Simple Yet Powerful Parsing Library.
A library to create custom parsers. Based on the "ancient" concept of parser combinators, this library contains a vast variety of base parsers, decorators, combinators and helpers.
Parsers made with this library can be used in many ways. Parsing is transforming text into a usable structure.
This can be used for various purposes, whether it be transforming json / csv / xml / yaml / etc. into some kind of data structure, or parsing a custom DSL or expression language into an abstract syntax tree.
Whether you wish to create your own file format, your own programming language, interpret existing file formats or languages... This library is here to help.
For hands on how-tos, see the guide.
Using composer: composer require stratadox/parser
There's 3 base parsers: any
, text
and pattern
.
- Any matches any single character.
- Text matches a predefined string.
- Pattern matches a regular expression.
These can be upgraded by a fair amount of add-ons ("decorators"), which can be combined as needed:
- Repeatable applies the parser any number of times, yielding a list.
- Map modifies successful results based on a function.
- Full Map modifies all results based on a function.
- Ignore requires the thing to be there, and then ignores it. (Miauw)
- Maybe does not require it, but uses it if it's there.
- Optional combines the above two.
- Except "un-matches" if another parser succeeds.
- End returns an error state if there's unparsed content.
- All or Nothing fiddles with the parse error.
Parsers can be combined using these combinators:
- Either / Or returns the first matching parser of the lot.
- Sequence / AndThen puts several parsers one after the other.
All the above can be mixed and combined at will.

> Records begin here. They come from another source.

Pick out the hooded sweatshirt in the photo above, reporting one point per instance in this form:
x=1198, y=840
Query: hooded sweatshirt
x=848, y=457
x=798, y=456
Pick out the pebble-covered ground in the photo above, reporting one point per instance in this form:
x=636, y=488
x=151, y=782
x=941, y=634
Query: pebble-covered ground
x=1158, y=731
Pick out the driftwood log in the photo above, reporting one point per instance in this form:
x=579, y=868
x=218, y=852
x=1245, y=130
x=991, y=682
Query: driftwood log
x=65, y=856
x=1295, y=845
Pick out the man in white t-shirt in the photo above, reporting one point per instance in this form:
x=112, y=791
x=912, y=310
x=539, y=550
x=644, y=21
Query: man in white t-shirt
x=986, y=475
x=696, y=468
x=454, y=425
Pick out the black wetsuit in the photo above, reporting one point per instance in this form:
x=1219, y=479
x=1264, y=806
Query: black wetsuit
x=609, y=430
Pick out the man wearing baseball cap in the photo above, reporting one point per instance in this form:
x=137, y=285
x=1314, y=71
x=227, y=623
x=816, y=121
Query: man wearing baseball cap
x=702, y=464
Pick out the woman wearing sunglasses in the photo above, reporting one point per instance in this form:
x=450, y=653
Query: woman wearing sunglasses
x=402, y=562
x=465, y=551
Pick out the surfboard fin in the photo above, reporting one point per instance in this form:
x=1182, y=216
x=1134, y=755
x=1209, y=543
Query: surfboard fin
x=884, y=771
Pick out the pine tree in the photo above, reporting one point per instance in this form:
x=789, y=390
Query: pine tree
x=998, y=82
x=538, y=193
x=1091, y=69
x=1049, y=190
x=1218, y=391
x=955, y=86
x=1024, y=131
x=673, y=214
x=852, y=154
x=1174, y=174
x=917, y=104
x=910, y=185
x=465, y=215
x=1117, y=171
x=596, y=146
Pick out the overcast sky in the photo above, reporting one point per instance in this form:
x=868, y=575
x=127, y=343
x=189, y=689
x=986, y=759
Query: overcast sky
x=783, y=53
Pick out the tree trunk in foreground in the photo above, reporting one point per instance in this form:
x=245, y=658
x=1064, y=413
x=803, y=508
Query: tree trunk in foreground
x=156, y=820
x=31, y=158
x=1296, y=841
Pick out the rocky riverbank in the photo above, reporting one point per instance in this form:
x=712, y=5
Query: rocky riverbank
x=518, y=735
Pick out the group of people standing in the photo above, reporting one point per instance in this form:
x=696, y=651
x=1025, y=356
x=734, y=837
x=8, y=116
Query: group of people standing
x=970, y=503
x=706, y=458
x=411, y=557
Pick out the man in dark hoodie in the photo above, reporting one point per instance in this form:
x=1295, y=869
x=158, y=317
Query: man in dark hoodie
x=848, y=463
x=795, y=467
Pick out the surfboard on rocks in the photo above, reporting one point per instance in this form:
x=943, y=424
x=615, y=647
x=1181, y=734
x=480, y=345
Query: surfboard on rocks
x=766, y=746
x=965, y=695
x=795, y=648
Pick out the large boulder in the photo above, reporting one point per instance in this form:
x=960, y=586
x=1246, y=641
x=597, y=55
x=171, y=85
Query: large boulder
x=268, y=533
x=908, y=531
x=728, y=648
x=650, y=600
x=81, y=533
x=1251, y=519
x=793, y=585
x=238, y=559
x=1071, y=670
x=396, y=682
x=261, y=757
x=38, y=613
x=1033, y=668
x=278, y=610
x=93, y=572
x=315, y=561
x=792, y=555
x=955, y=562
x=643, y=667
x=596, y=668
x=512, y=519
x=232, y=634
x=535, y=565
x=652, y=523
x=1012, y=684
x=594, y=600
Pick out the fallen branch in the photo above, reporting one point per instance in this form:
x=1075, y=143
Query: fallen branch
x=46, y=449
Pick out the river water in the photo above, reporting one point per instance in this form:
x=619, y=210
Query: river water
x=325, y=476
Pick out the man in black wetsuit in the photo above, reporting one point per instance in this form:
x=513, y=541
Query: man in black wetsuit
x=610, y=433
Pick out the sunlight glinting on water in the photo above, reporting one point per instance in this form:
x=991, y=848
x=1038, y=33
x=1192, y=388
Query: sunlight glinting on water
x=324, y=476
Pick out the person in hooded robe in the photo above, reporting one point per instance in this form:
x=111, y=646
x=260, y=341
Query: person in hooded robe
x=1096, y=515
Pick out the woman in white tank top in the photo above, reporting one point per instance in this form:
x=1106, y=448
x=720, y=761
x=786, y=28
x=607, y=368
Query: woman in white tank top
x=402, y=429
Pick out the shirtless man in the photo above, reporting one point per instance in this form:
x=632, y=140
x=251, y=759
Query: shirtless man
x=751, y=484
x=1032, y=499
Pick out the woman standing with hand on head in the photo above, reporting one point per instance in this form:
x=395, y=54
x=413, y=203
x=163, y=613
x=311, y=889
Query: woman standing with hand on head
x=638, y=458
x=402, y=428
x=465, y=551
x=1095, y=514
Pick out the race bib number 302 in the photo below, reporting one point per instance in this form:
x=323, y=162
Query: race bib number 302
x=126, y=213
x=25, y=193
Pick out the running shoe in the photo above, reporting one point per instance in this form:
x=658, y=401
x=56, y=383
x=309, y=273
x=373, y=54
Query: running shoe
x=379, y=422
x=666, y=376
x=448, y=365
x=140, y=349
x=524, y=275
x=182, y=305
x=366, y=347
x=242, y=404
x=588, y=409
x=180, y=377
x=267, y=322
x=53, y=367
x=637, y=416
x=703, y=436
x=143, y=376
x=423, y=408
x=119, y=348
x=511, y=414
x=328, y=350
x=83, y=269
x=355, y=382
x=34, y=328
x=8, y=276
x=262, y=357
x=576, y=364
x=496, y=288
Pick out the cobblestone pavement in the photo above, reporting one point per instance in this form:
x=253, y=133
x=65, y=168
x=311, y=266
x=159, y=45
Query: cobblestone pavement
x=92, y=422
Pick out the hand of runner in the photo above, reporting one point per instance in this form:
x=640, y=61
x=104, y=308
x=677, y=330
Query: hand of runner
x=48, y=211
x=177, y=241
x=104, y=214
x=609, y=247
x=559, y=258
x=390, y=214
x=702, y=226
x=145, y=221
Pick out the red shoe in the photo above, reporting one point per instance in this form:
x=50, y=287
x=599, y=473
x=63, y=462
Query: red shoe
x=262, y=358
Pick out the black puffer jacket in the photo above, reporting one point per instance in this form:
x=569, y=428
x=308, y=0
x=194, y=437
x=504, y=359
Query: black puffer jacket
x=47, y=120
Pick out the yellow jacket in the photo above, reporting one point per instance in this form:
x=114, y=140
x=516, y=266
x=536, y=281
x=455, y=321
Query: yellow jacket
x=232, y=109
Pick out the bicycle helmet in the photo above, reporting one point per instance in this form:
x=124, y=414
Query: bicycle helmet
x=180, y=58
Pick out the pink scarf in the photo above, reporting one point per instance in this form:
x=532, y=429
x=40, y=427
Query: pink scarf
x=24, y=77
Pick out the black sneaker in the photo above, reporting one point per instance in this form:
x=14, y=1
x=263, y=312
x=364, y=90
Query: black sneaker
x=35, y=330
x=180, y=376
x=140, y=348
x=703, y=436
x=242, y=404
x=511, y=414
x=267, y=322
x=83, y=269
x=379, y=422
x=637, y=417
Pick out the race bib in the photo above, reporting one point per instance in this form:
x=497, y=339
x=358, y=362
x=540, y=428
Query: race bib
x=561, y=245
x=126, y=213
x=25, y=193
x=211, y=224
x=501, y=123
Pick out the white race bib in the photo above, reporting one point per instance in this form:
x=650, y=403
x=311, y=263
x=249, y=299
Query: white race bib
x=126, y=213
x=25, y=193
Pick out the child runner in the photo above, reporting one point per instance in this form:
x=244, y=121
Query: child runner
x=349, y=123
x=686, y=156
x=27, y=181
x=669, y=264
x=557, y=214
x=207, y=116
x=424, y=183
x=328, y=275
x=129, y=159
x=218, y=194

To make life easier, there's a bunch of combinator shortcuts for "everyday tasks":
- Between matches the parser's content between start and end.
- Between Escaped matches unescaped content between start and end.
- Split yields one or more results, split by a delimiter.
- Must Split yields two or more results, split by a delimiter.
- Keep Split yields a
structure like
{delimiter: [left, right]}
.
There's several additional helpers, which are essentially mapping shortcuts:
- Join implodes the array result into a string.
- Non-Empty refuses
empty
results. - At Least refuses arrays with fewer than x entries.
- At Most refuses arrays with more than x entries.
- First transforms an array result into its first item.
- Item transforms an array result into its nth item.
To enable lazy parsers (and/or to provide a structure), different containers are available:
- Lazy Container manages lazy loading, essential for recursive parsers.
- Eager Container a basic typed list of regular parsers.
- Recursion-Safe Lazy Container prevents infinite looping on left-recursion.
- Grammar Container mixes lazy and eager containers.
For a basic "real life" example, here's a simple CSV parser:
<?php
use Stratadox\Parser\Helpers\Between;
use Stratadox\Parser\Parser;
use function Stratadox\Parser\any;
use function Stratadox\Parser\pattern;
function csvParser(
Parser|string $sep = ',',
Parser|string $esc = '"',
): Parser {
$newline = pattern('\r\n|\r|\n');
return Between::escaped('"', '"', $esc)
->or(any()->except($newline->or($sep)->or($esc))->repeatableString())
->mustSplit($sep)->maybe()
->split($newline)
->end();
}
(For associative result mapping, see the CSV example)
This next example parses basic arithmetic strings (e.g. 1 + -3 * 3 ^ 2
) into an
abstract syntax tree:
<?php
use Stratadox\Parser\Containers\Grammar;
use Stratadox\Parser\Containers\Lazy;
use Stratadox\Parser\Parser;
use function Stratadox\Parser\pattern;
use function Stratadox\Parser\text;
function calculationsParser(): Parser
{
$grammar = Grammar::with($lazy = Lazy::container());
$sign = text('+')->or('-')->maybe();
$digits = pattern('\d+');
$map = fn($op, $l, $r) => [
'op' => $op,
'arg' => [$l, $r],
];
$grammar['prio 0'] = $sign->andThen($digits, '.', $digits)->join()->map(fn($x) => (float) $x)
->or($sign->andThen($digits)->join()->map(fn($x) => (int) $x))
->between(text(' ')->or("\t", "\n", "\r")->repeatable()->optional());
$lazy['prio 1'] = $grammar['prio 0']->andThen('^', $grammar['prio 0'])->map(fn($a) => [
'op' => '^',
'arg' => [$a[0], $a[2]],
])->or($grammar['prio 0']);
$grammar['prio 2'] = $grammar['prio 1']->keepSplit(['*', '/'], $map)->or($grammar['prio 1']);
$grammar['prio 3'] = $grammar['prio 2']->keepSplit(['+', '-'], $map)->or($grammar['prio 2']);
return $grammar['prio 3']->end();
}
(For a working example, see the Calculator example)
Additional documentation is available through the guide, the reference and/or the tests.